計算はフリーソフトの「 R 」を使いました。なお3ヶ所の3個体の節間は異常に長く、平均値が大きく変わるので分析から除外しました。
結果はどうだったでしょうか。
右の「北海道のフギレオオバキスミレ主成分分析図」は第1主成分をX軸、第2主成分をY軸にして散布図を描いたものです。三角は道南、丸は道北、胆振山地も四角で表して区別してみました。中を黄色く塗ったものは標高500m以上です。
計算の値から、第1主成分は葉形や欠刻の変量から大きく影響を受けており、左つまり負の方向へゆくほど幅広で欠刻の大きい典型的なフギレオオバキスミレを表していると思われます。第2主成分は葉数や節間が大きく影響を与えており、上つまり正の方向へゆくほど植物体の勢いの良さを表しているように思えます。
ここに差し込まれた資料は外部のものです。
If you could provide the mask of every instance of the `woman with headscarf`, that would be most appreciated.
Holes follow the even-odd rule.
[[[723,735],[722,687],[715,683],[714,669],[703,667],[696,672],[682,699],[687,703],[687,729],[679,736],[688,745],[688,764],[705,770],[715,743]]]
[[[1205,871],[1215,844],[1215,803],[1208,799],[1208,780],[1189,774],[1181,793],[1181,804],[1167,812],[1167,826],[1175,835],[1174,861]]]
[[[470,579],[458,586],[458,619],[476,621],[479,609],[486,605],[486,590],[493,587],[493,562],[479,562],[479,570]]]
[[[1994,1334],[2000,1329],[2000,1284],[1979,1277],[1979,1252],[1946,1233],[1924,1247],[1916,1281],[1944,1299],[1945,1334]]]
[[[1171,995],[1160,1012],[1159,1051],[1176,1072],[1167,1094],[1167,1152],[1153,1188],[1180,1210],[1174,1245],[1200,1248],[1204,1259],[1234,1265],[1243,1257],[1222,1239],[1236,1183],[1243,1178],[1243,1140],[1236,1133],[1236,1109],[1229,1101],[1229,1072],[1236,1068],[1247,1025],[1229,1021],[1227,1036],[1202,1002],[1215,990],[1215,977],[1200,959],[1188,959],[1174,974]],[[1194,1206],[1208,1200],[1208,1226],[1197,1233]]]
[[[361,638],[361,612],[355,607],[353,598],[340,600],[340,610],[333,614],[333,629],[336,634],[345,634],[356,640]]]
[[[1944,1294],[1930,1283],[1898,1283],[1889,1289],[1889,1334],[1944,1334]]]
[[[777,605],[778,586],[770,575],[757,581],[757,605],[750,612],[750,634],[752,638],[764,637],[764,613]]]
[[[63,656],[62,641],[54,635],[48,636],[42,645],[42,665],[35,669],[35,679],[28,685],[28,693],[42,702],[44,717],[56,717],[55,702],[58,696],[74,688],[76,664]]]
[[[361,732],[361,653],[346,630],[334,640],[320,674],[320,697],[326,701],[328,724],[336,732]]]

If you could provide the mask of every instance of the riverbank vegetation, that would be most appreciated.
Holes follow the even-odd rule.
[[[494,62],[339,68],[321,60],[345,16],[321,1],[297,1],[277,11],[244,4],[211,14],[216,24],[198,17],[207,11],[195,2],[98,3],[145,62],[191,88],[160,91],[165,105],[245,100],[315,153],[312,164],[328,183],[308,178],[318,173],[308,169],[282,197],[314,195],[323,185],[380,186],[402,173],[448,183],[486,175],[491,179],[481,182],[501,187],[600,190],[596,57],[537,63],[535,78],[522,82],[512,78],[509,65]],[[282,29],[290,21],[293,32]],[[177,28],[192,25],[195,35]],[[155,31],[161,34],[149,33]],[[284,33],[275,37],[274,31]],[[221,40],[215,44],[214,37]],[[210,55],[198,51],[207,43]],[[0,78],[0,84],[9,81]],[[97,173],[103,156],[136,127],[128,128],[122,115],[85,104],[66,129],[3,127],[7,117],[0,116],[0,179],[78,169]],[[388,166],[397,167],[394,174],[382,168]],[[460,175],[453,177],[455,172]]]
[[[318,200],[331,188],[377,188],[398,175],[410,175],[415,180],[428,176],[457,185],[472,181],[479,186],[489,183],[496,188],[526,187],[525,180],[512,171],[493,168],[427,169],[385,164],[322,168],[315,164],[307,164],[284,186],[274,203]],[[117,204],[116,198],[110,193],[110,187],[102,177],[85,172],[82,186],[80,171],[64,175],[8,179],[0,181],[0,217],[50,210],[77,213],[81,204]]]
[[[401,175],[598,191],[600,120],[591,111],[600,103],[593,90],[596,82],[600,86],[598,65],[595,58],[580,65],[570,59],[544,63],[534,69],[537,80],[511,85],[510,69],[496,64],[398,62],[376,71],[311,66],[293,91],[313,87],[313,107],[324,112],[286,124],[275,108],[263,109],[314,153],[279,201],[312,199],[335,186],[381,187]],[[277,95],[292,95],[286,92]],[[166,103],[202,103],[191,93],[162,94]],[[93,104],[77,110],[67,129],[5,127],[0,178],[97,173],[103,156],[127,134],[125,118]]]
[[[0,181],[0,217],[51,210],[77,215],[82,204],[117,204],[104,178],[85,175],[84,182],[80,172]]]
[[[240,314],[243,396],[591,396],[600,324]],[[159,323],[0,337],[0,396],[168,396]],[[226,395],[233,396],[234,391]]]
グレーの楕円形で示した部分は道北のフギレオオバキスミレがその中によくまとまっていることを示しており、そこから外れて左手にある丸印2点は黄金山と暑寒別岳です。また白い三角印で一番左にある点はニセコ山地のものです。
思ったほどはきれいな分離は得られませんでした。勉強不足で今のところこの図から何かを言える力がありません。漠然とですが、相対的に標高の低い地点の中間的な形態のものの集団から、道南・道北それぞれに標高の高い地点でより典型的なフギレオオバキスミレに変化していったという仮説は捨て去られてはいないように思えるのですがいかがでしょうか。なお飛び抜けて左上にある点は遊楽部山塊のものであり、ここのものは、実際に見ても他のところのフギレオオバキスミレとは一線を画しているように思えました。
早いもので山はもう落葉の季節です。今年も何度か釣りをすることが出来ました。釣果は合わせてヤマメが10匹でした。あと一回くらいはなんとか竿を出したいと思っています。